Meminjam kerangka teori Michael Barkun dalam A Culture of Conspiracy; Apocalytic Visions in Contemporary America (2006), pemikiran konspiratif terwujud ketika masyarakat percaya adanya ”rencana-rencana” jahat yang direkayasa dan dilaksanakan para konspirator yang sangat kuat dan amat berkuasa. Para konspirator luar biasa licin dan licik; punya kekuatan politik luar biasa dan uang berlimpah untuk mengendalikan dan memanipulasi ketentuan hukum. Mereka sekaligus sangat digdaya untuk bisa terjangkau kekuatan masyarakat sipil. Jaringan konspirator ini mahir menutupi berbagai celah yang mungkin bisa berujung pada terbongkarnya konspirasi mereka.

”Trust”, Apatisme, Kekerasan Sosial

Meluasnya kepercayaan tentang adanya konspirasi yang secara saling silang melibatkan birokrat negara, aparat pemerintah, dan pemodal kuat jelas menimbulkan berbagai dampak negatif dalam kehidupan berbangsa-bernegara. Kepercayaan pada adanya konspirasi menguras trust (percaya dan saling percaya) yang merupakan salah satu modal sosial pokok bagi sebuah negara untuk dapat solid dan utuh. Tanpa modal sosial ini, sulit bagi negara mewujudkan kemajuan.

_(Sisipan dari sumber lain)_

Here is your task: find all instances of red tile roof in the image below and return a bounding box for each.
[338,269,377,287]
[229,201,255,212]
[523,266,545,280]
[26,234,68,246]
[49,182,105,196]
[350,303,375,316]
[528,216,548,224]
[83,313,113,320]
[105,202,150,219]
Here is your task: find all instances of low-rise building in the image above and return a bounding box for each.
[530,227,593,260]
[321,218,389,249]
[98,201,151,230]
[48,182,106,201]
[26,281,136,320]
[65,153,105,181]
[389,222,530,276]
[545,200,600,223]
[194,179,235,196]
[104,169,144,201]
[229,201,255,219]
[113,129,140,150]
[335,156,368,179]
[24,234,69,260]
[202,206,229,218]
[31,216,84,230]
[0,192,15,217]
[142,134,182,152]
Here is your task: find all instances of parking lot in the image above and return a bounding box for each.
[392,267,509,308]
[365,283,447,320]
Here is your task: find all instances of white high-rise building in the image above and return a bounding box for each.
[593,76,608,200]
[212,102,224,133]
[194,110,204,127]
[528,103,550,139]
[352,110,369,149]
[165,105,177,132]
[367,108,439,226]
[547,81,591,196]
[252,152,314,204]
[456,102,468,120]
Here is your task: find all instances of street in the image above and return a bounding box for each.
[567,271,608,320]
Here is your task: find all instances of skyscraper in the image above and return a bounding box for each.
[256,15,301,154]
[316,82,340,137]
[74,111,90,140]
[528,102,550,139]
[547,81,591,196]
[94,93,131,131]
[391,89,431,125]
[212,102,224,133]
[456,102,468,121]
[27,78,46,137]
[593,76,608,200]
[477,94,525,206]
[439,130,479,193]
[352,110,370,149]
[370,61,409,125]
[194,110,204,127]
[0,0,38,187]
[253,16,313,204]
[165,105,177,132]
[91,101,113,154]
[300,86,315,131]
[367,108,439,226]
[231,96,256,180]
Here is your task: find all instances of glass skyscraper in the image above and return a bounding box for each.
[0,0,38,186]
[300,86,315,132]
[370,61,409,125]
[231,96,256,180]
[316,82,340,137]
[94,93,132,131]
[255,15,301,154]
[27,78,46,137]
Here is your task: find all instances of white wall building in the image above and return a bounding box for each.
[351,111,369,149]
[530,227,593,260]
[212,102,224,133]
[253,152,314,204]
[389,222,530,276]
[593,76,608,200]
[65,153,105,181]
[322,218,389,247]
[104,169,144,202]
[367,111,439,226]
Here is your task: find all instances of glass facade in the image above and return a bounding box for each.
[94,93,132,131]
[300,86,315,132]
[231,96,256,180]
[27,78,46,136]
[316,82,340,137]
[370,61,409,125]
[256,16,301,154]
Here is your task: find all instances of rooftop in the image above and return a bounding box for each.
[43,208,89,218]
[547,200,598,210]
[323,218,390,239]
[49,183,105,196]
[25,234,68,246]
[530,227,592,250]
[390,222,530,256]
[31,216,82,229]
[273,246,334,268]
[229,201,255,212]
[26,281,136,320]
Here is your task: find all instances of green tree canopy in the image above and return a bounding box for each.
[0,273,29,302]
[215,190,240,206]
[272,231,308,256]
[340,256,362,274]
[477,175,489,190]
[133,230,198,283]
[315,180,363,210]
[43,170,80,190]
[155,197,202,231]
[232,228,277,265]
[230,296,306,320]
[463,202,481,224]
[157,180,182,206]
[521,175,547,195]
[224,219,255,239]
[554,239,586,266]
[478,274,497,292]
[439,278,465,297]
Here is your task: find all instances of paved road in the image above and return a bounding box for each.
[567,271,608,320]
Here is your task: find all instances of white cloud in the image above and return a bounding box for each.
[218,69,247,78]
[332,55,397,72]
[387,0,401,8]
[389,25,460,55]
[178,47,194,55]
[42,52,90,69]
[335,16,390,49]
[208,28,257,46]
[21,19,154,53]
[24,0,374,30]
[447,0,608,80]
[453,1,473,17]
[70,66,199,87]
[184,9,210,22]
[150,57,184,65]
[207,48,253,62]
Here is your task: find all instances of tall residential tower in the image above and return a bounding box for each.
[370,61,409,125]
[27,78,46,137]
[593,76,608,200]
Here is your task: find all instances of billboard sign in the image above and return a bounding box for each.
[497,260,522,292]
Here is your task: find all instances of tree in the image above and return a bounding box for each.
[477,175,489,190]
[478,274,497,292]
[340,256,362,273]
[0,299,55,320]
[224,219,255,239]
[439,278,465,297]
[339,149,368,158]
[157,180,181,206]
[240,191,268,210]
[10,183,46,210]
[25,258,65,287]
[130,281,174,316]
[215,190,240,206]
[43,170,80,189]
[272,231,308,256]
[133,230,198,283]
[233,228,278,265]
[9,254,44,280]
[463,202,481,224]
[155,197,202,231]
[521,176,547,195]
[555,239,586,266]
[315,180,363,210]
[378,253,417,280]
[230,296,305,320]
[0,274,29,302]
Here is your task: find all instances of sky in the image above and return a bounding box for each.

Tak kurang parah, kepercayaan pada adanya konspirasi dapat mendorong menguatnya potensi-potensi kekerasan yang laten dalam masyarakat. Bukan tak mungkin ketika kalangan masyarakat yang sudah terkuasai pikiran konspiratif menjalankan hukumnya sendiri karena mereka merasa berbagai upaya demokratis, sesuai ketentuan hukum, dan damai menemukan tembok-tembok tak terlihat, begitu tebal dan tidak tergoyahkan.

Atau sebaliknya. Persepsi konspiratif juga dapat memperkuat sikap apatis kalangan masyarakat terhadap negara dan pemerintah. Apatisme ini pada gilirannya mendorong kemerosotan partisipasi publik dalam proses-proses kehidupan berbangsa-bernegara. Kehidupan negara dan pemerintah yang diwarnai banyak persepsi konspiratif para warganya tak bisa diabaikan begitu saja. Gejala ini juga tak bakal hilang dalam perjalanan waktu; ia terus bertahan dan bahkan menguat jika tak ada perubahan sikap dan langkah pejabat publik terkait untuk mengatasi.

Jika kita ingin menghilangkan atau setidaknya mengurangi budaya konspiratif—baik pada level tindakan rekayasa maupun pada tingkat persepsi—langkah pertama mestilah dilakukan birokrat negara, aparat pemerintah, dan juga pemodal kuat. Pertama-tama mereka harus menundukkan diri kepada ketentuan hukum dan kerangka demokrasi yang lebih otentik. Jika ini dapat ditampilkan ke depan publik secara tulus, kepercayaan publik bisa tumbuh; dan secara perlahan trust bisa tumbuh kembali, dan pada saat yang sama pendekatan kekerasan massa dan apatisme warga sekaligus dapat berkurang.